The early embryo membrane is highly permeable for water. Itmakes the cell very sensitive to osmotic shock. The cell volume alteration plays an important role in regulation of key cellular functions, including metabolism, protein synthesis, gene expression, proliferation and cell death. A fundamental property of animal cells is the ability to regulate their own volume. Even under hypotonic stress the cells can readjust their volume after transient osmotic swelling by a mechanism known as regulatory volume decrease (RVD). The nature of the regulatory mechanisms governing the volume changes in embryonic cell during RVD is not clear.

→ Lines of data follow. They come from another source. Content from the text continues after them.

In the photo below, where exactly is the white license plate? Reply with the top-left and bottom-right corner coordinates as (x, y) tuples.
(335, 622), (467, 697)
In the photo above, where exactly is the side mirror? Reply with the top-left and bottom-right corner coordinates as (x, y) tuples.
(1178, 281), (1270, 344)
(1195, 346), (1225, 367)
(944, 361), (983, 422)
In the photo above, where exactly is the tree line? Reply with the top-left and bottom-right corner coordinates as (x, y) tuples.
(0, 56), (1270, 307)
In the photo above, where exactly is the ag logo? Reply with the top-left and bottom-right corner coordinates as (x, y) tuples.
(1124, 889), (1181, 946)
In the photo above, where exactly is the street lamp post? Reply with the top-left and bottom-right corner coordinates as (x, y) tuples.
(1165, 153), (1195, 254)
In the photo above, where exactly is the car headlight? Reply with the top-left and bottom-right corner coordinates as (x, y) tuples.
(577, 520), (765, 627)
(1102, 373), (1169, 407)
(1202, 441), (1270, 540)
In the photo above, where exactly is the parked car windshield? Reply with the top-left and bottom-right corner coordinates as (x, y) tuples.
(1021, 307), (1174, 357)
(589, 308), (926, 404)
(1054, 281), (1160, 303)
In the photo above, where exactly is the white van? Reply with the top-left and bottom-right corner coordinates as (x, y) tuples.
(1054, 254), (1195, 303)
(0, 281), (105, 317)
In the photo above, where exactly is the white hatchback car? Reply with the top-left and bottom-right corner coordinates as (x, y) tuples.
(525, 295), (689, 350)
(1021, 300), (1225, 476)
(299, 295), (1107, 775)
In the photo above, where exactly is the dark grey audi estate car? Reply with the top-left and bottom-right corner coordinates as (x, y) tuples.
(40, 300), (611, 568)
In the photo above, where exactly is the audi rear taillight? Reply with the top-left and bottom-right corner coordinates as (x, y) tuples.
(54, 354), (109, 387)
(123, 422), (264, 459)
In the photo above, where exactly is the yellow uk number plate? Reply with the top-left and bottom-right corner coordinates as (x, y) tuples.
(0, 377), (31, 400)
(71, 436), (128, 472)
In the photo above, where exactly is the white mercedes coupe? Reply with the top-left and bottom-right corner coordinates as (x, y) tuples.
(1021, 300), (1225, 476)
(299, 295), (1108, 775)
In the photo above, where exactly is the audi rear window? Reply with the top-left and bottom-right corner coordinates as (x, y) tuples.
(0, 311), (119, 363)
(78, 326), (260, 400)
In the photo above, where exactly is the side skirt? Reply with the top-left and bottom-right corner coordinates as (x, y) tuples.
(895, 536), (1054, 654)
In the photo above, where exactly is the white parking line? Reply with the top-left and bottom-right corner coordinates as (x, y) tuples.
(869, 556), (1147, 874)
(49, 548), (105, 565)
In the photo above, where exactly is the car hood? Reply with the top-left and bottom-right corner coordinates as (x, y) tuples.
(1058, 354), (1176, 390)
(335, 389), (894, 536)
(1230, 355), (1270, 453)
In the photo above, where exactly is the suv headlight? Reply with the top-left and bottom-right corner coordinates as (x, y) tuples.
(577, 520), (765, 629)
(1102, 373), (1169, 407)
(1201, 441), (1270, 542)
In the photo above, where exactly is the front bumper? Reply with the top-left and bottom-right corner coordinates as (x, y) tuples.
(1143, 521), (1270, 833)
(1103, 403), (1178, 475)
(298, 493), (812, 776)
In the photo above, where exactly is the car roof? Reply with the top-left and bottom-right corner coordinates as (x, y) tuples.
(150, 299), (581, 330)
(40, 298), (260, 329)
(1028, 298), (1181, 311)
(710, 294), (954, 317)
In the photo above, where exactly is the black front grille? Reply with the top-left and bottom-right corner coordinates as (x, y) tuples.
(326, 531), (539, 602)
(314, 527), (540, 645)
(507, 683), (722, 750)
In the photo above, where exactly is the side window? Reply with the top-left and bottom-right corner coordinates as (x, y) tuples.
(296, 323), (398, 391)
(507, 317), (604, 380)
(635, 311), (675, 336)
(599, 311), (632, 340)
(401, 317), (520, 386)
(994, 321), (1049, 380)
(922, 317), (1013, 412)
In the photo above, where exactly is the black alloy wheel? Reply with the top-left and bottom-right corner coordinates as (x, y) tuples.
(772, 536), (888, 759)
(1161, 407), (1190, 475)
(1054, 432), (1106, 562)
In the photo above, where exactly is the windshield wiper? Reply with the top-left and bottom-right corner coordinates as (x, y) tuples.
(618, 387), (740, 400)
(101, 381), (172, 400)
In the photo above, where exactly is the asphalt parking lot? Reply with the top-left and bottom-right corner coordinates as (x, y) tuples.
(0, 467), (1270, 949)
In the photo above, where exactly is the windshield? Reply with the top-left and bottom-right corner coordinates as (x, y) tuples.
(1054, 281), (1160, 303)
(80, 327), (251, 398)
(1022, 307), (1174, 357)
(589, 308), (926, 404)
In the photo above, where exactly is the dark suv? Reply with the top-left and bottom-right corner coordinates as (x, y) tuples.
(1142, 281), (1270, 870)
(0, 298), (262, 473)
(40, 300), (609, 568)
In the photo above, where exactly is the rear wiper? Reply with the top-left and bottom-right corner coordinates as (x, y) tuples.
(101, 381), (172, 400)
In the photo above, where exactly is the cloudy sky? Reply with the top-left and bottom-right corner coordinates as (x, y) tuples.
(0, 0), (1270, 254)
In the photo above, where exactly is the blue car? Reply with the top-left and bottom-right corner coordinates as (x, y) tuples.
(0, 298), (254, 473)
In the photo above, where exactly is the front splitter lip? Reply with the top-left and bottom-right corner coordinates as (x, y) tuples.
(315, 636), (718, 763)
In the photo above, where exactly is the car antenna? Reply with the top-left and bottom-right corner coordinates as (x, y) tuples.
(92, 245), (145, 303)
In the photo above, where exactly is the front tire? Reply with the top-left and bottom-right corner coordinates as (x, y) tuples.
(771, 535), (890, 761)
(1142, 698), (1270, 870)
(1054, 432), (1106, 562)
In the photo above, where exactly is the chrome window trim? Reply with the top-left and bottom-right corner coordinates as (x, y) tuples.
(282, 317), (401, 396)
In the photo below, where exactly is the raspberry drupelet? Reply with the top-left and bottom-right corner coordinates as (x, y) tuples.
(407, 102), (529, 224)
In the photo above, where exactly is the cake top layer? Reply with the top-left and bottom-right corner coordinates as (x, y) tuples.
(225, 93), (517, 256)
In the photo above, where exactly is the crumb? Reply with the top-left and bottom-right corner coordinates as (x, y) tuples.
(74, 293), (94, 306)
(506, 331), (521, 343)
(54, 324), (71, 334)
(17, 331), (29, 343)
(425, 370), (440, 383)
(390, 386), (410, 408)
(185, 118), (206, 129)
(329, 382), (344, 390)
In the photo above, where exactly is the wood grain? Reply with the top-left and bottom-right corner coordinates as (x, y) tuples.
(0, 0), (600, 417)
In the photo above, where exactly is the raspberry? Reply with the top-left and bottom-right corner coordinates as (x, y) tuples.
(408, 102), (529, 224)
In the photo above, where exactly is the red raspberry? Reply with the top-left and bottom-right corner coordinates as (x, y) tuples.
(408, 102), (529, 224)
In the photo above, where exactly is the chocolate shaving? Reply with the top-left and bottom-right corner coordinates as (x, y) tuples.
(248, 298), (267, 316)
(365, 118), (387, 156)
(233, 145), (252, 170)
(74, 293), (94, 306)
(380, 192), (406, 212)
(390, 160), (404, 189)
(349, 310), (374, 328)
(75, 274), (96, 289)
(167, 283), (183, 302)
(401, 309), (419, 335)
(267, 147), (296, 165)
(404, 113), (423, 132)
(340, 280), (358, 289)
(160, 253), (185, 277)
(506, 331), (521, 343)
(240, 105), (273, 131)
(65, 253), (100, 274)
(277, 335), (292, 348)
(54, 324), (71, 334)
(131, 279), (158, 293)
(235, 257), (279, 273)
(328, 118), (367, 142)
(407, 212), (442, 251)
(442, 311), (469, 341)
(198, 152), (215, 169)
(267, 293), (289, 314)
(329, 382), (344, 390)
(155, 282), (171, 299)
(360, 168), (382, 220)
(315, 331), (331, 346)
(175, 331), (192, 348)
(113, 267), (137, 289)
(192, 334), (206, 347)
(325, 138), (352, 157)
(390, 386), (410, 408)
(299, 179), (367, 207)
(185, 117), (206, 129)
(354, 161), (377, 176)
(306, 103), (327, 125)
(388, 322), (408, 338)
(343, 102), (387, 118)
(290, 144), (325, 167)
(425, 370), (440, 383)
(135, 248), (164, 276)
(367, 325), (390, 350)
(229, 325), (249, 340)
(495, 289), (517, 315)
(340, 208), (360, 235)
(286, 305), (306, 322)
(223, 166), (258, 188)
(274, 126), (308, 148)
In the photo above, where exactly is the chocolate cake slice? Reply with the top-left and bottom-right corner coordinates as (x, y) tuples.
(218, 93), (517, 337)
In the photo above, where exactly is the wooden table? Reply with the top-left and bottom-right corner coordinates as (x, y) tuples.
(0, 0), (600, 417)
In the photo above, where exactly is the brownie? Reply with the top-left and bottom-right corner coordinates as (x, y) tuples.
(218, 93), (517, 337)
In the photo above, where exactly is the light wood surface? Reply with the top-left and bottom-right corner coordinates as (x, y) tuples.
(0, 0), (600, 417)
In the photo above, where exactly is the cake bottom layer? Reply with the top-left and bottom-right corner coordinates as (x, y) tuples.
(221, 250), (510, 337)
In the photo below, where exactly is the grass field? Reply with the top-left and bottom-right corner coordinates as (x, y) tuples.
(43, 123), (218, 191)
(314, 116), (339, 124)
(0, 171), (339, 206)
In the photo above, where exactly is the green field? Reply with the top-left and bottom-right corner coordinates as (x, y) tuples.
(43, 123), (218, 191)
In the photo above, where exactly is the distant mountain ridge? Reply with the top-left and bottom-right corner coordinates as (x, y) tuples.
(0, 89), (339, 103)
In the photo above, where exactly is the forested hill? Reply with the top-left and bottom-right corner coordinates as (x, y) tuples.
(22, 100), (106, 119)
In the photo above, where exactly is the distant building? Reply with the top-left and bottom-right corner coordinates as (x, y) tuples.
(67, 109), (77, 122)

Osmotic adaptation in a blastomere of two-cell mouse embryo has been studied employing the direct measurement of cell volume with laser scanning microscopy followed by three-dimensional reconstruction. The hypotonicity was created by replacing 140mM NaCl in Dulbecco`s solution with 70mM NaCl. The keeping of the intact volume of the embryo compartments was based on freeze-drying technique. A Z-stack of optical slices was obtained in a confocal microscope (Zeiss, Germany). 3-DR was performed in the 3ds max medium.

Our data indicate that a long-term hypoosmotic shock results in the embryo volume recovery. Exposure of embryonic cells to the hypotonic K⁺-free medium does not influence on the kinetics of cell osmotic behavior. Blastomere's volume recovery is abolished after incubation in hypotonic Dulbecco`s with Cytochalasin B.

Na⁺ /K⁺ -ATPase inhibition does not influence on RVD of the embryonic cells, but volume recovery specific for hypotonic shock is blocked by the alteration of F-actin organization.